In order to persuade Eddie that it is in his best interests to comply, they present him with a gym bag that contains the severed head of his former partner, Jack. Jack had refused to play ball and has wound up in pieces. To add some extra pressure to Eddie’s decision, Volchek’s crew have kidnapped Eddie’s 12 year old daughter, Amy. If he wants her to live he is going to have to carry out their orders.

And so begins Eddie’s epic quest to save his daughter from a gruesome fate whilst giving the best courtroom performance of his life. Knowing that the Russians will probably kill him anyway, rather than risk another snitch once the Feds get hold of him, he realises he can’t outwit the Mafia on his own. He enlists the help of a Federal Court Judge and old friend, Harry who just happens to be sitting in Night Court while Eddie is locked in a court room office nearby.

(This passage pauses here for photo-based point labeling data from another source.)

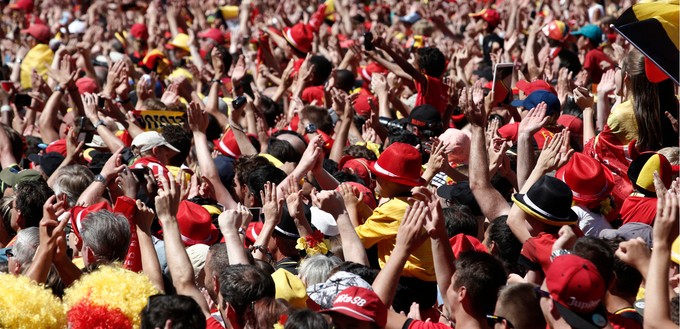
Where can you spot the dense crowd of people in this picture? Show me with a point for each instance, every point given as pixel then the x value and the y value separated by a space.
pixel 305 164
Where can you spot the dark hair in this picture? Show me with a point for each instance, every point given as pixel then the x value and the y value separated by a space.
pixel 458 219
pixel 360 151
pixel 322 69
pixel 345 80
pixel 241 285
pixel 306 319
pixel 261 176
pixel 30 199
pixel 320 117
pixel 17 143
pixel 482 275
pixel 183 311
pixel 246 164
pixel 282 150
pixel 178 137
pixel 270 109
pixel 432 60
pixel 508 247
pixel 645 100
pixel 598 252
pixel 627 278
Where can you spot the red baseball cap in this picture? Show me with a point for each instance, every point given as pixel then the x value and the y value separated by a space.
pixel 212 34
pixel 39 31
pixel 361 304
pixel 139 31
pixel 87 85
pixel 300 36
pixel 399 163
pixel 490 16
pixel 26 5
pixel 529 87
pixel 577 289
pixel 79 214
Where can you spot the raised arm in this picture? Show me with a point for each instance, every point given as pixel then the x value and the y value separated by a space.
pixel 167 203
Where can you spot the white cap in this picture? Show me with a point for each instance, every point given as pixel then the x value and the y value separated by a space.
pixel 150 139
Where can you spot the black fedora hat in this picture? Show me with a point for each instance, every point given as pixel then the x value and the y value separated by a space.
pixel 548 200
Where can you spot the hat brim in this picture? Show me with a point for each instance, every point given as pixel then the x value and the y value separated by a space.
pixel 518 199
pixel 595 320
pixel 606 190
pixel 399 180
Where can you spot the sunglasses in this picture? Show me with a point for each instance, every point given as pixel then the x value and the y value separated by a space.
pixel 493 319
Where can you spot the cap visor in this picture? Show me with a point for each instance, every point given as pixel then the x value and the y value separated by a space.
pixel 595 320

Night Court? Litigation and crime statistics must be at an all-time high in NYC if they’re running midnight trials.

Cavanagh likes to shock the reader with outlandish scenarios and so of course it becomes necessary for Eddie to fearlessly swing out the window onto the side of the court house and then make a dramatic entry into Harry’s office. Never mind the fact that he is ten stories up and has nothing else to cling on to but The Lady – the blindfolded statue of a woman holding a sword in one hand and the scales of justice in the other.

Inevitably, it becomes necessary to seek help from the criminal world of Eddie’s past and so he contacts Italian Mafioso Jimmy who will provide the man power and the devices to take down the Russians and bring Amy safely home. This operation involves the use of gadgetry such as untraceable mobile phones, fake bomb detonators and concealable weapons.

As the story hurtles towards a dramatic conclusion, Cavanagh hits the reader with increasingly sensational and exaggerated scenarios that are so over the top, you could only find them in a Hollywood blockbuster. If you’re willing to suspend disbelief and embrace Cavanagh’s unrestrained style, then undoubtedly you will enjoy this fast paced action thriller.